Today, with the return of normality, the push of tourism and MSC’s commitment to include Alicante in its Mediterranean routes with the possibility of boarding and disembarking in the city on 25 of them, it is expected to close 2023 with the arrival of 89 ships that could carry 221,000 passengers, which would mean almost doubling last year’s record number: 117,000 passengers.
According to the Councilor for Tourism of Alicante, Ana Poquet, such a ticket would leave more than 40 million direct euros in the city. Adding the indirect and induced impacts, the amount can rise to more than 70 million euros.
Poquet highlights “the good acceptance that Alicante is having as a destination and cruise base port with a forecast released by the sector’s employers for the arrival of around 120 ships by 2024, in addition to registering a high acceptance of the city and expressing about 25% of cruise passengers intend to return, which shows the projection and impact that the Alicante capital and the province are having in this tourist market”.

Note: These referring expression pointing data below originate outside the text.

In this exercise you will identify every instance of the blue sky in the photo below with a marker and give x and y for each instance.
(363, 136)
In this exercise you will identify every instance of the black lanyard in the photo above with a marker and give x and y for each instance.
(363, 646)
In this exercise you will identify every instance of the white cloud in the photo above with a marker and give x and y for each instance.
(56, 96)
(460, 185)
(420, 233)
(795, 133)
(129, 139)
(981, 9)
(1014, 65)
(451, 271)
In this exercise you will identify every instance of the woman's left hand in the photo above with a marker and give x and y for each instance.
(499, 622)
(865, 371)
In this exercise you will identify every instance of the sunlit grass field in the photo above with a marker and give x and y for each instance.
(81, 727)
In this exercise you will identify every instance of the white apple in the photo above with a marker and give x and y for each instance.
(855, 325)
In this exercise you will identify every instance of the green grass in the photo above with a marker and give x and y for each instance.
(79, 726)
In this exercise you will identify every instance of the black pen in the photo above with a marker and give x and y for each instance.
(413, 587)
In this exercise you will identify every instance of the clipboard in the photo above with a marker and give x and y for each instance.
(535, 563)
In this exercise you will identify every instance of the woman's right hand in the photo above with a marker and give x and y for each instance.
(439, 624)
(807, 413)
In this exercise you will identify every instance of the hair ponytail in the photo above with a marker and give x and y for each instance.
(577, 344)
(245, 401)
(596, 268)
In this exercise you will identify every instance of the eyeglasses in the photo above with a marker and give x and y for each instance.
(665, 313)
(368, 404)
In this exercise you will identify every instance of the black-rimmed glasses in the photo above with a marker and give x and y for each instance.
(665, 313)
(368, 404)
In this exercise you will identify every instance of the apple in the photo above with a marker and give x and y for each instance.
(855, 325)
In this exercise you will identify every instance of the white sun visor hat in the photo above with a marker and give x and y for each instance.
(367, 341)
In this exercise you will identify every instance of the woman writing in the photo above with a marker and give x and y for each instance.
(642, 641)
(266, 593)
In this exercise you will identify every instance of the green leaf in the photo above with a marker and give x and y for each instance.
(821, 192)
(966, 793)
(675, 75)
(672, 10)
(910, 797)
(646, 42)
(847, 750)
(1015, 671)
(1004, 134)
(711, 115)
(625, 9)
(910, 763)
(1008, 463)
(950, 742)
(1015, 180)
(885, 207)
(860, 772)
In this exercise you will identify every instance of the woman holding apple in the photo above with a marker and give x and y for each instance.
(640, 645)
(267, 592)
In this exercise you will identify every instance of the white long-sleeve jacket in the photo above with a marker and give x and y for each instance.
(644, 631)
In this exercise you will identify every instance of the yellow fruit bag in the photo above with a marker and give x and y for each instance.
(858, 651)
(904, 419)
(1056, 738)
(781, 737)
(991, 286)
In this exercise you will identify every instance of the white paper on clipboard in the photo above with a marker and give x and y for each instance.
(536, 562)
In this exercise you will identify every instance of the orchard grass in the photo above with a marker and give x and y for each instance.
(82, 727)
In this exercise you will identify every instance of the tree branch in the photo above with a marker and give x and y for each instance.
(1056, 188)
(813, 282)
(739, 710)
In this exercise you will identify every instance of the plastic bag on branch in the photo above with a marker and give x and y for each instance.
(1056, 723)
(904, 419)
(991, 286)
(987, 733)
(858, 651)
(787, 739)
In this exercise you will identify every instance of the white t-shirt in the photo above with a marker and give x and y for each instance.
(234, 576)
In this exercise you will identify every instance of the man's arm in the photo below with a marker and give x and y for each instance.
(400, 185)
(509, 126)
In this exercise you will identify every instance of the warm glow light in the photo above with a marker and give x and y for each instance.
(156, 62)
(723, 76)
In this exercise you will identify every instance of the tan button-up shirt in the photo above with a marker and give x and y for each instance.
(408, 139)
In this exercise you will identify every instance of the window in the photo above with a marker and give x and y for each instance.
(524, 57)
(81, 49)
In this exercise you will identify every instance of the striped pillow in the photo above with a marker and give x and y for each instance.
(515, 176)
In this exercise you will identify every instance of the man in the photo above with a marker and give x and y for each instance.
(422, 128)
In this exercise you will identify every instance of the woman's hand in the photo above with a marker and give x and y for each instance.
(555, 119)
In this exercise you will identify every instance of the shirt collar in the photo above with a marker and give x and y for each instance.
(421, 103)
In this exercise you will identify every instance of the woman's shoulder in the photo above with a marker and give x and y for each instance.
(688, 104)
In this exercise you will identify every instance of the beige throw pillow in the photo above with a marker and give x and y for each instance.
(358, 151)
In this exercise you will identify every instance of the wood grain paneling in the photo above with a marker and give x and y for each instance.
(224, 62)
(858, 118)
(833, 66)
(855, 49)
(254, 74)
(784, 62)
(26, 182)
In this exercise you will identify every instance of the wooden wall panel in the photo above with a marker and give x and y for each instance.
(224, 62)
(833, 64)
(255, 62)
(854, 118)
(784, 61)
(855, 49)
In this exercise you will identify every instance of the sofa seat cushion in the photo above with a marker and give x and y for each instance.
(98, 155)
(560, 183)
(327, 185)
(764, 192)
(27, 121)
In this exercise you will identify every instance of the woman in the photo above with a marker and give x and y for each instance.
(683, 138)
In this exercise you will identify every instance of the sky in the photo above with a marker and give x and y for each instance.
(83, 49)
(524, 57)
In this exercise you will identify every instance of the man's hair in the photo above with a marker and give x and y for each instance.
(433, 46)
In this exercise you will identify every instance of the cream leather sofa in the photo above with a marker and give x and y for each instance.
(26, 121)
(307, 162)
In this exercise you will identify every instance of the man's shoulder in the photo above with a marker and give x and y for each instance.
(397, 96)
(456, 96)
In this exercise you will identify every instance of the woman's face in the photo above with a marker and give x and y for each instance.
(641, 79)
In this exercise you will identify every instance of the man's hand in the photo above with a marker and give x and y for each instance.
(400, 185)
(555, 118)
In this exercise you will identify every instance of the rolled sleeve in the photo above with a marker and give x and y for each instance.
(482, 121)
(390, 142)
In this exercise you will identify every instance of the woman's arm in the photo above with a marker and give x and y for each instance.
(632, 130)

Alicante is far from the great national leaders in cruise tourism (with data from the first half of 2023): Barcelona (1 million 379 thousand), the Balearic Islands (916 thousand), Las Palmas (840 thousand), Tenerife (612 thousand), Valencia (277 thousand), Cádiz (234 thousand) and Málaga (194 thousand), but very close to surpassing its main competitor, due to proximity and area of ??influence, Cartagena.
In the first months of 2023, Alicante received 64,450 passengers and Cartagena 66,450, but the most significant thing is the trend, because while the Murcian port lost 16% of passengers compared to 2022, Alicante gained 137.8%, a much higher increase to the national average, which was 87.1%.
Poquet highlights “the good work being done by the Alicante Costa Blanca Tourism and Cruises Association to attract new calls and attract operators, as well as companies such as MSC that have fully invested in Alicante as the base port for their cruises”.
The forecasts for the year 2024 suggest that the number of cruise ships with a base port or with a stopover in the city will be around 120, data that could cause the number of arrivals of cruise passengers to triple compared to that registered in 2022. From the sector’s employers’ association of cruises remember that the cruise passenger spends about 80 euros per day and generates an impact on the creation of employment of 745 jobs for each day of cruise in the city.